Abstract
An unmet clinical need in solid tumor cancers is the ability to harness the intrinsic spatial information in primary tumors that can be exploited to optimize prognostics, diagnostics and therapeutic strategies for precision medicine. We have developed a transformational spatial analytics (SpAn) computational and systems biology platform that predicts clinical outcomes and captures emergent spatial biology that can potentially inform therapeutic strategies. Here we apply SpAn to primary tumor tissue samples from a cohort of 432 chemo-naïve colorectal cancer (CRC) patients iteratively labeled with a highly multiplexed (hyperplexed) panel of fifty-five fluorescently tagged antibodies. SpAn predicted the 5-year risk of CRC recurrence with a mean area under the ROC curve of 88.5% (SE of 0.1%), significantly better than current state-of-the-art methods.
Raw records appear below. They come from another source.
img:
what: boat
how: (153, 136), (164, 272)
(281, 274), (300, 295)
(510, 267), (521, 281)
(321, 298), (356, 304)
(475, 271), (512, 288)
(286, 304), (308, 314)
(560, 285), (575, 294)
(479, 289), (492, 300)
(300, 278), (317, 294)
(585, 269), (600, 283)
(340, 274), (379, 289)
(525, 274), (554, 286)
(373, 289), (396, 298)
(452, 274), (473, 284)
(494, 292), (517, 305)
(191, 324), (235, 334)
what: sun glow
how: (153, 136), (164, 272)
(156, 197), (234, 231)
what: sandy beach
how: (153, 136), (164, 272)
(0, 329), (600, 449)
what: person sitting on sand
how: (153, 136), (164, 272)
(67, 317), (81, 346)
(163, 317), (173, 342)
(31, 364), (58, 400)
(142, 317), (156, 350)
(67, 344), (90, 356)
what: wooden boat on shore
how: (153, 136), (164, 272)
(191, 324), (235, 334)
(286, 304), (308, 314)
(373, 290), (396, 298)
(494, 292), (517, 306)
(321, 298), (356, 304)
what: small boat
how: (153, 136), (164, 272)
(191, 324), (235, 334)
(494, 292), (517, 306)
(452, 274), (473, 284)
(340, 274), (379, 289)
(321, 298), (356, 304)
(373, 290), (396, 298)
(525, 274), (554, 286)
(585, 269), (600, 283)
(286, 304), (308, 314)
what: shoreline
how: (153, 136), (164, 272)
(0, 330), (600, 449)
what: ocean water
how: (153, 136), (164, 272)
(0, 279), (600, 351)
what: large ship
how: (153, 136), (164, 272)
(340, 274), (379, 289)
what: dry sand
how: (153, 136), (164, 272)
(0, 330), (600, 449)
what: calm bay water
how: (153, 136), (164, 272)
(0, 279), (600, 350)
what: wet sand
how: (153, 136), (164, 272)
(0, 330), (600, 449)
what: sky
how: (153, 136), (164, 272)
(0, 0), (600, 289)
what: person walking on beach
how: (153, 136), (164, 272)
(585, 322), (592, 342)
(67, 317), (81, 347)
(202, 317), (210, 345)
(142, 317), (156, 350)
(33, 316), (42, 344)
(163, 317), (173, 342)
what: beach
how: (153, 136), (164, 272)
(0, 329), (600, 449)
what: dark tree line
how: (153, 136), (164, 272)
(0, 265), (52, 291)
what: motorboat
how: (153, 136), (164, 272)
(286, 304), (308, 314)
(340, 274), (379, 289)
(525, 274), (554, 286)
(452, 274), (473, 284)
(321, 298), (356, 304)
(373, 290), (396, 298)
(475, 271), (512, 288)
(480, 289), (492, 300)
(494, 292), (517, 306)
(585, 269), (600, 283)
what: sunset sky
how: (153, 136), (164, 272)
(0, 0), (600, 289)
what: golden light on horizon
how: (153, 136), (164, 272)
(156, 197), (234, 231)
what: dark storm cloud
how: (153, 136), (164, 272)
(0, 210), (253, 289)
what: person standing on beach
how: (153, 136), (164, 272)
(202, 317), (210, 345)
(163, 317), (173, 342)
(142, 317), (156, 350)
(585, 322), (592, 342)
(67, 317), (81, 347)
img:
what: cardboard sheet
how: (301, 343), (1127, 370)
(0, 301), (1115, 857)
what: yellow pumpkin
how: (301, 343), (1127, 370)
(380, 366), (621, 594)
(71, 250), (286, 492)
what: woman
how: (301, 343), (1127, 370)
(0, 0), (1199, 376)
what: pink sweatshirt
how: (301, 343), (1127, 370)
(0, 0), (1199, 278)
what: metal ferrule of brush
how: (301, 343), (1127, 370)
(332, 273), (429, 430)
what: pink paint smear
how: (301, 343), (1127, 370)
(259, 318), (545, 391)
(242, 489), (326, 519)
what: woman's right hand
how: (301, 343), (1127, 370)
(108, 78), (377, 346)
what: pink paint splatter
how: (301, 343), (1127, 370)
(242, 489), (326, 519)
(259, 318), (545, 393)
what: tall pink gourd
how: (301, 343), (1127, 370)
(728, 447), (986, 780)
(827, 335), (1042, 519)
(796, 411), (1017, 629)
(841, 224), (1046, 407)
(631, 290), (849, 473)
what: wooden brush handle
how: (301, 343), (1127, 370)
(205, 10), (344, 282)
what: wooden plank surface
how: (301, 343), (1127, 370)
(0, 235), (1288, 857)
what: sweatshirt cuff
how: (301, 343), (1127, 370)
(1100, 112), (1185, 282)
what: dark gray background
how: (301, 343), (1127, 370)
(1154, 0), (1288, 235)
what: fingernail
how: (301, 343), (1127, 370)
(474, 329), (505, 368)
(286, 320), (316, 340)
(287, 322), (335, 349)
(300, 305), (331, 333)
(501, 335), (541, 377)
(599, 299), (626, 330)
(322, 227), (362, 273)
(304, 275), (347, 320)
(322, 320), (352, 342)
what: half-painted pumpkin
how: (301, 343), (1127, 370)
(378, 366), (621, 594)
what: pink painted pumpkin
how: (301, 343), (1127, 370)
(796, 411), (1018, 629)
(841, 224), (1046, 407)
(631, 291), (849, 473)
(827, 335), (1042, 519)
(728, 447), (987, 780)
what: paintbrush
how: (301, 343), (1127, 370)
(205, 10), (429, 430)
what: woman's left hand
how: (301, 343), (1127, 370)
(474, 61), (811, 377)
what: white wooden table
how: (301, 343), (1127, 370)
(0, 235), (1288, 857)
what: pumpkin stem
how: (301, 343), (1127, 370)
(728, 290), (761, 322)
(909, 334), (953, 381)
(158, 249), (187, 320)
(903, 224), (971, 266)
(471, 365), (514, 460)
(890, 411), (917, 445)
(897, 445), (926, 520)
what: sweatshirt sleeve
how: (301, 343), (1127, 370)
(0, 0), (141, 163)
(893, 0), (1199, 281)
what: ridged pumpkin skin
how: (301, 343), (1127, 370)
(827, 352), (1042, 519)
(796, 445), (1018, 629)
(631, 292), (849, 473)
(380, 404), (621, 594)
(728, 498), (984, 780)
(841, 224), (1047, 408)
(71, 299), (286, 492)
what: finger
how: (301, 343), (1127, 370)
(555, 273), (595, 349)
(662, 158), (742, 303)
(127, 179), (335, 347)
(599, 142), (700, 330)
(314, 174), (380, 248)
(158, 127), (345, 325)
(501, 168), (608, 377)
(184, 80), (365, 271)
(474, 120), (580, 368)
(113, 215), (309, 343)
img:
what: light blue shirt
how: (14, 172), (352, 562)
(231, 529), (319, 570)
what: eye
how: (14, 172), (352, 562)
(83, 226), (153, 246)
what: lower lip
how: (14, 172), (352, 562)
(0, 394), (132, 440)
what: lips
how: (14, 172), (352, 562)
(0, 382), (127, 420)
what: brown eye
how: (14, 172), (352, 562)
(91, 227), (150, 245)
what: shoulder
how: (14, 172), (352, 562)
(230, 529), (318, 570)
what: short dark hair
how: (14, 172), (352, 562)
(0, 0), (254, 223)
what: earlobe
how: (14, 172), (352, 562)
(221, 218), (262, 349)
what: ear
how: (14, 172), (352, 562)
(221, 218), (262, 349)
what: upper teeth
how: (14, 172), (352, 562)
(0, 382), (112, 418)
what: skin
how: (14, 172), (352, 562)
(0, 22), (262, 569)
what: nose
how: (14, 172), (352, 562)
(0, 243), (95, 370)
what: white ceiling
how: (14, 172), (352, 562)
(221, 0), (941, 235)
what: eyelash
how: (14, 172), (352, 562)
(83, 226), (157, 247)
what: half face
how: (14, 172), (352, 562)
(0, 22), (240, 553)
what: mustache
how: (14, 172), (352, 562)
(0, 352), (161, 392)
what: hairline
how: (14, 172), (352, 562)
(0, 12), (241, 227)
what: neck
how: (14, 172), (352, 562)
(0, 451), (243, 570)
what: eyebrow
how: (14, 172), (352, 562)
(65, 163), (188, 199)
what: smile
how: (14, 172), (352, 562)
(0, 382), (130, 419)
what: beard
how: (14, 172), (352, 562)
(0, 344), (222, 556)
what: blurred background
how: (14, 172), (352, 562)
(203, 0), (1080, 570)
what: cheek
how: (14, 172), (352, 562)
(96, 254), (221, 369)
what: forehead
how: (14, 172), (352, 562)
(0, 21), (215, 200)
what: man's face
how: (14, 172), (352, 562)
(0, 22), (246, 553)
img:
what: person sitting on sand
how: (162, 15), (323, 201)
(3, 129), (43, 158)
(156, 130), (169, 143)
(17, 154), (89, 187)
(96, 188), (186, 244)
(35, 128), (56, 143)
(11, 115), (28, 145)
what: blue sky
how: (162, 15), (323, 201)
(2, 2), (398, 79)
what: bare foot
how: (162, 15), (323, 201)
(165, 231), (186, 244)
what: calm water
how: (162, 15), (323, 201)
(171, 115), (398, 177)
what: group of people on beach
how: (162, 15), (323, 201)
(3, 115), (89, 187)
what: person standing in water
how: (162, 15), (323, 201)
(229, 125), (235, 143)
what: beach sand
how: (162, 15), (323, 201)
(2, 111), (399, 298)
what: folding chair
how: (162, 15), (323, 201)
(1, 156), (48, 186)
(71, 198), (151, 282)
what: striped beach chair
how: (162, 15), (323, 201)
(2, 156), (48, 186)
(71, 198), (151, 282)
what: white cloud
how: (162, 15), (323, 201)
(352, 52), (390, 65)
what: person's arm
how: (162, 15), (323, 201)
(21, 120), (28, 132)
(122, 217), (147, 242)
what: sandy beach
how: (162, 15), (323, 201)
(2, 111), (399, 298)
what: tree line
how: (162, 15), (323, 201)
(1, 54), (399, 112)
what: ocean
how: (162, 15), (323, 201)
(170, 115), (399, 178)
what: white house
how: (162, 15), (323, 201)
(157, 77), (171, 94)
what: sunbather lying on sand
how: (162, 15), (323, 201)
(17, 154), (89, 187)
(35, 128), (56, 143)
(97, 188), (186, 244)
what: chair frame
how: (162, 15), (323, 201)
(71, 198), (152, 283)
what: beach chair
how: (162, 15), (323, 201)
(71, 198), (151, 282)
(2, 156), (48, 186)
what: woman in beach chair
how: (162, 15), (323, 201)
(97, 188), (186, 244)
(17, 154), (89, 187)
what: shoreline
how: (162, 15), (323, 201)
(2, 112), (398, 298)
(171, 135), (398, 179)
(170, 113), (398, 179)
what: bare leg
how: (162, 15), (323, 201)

SpAn also inferred the emergent network biology of the tumor spatial domains revealing a synergistic role of known features from CRC consensus molecular subtypes that will enhance precision medicine.
Footnotes
Revised manuscript includes new figures and tables (Figs. 1, 5d, and S7; Table S3). The figure numbers have been accordingly modified. Certain existing figures and tables (Figs. 3 and 4; Tables S1 and S2) have been revised for clarity. Text in the main manuscript and the Methods section has been updated to better describe the figures and the tables. New subsections have been added to the Methods section to improve method description and clarify associated details.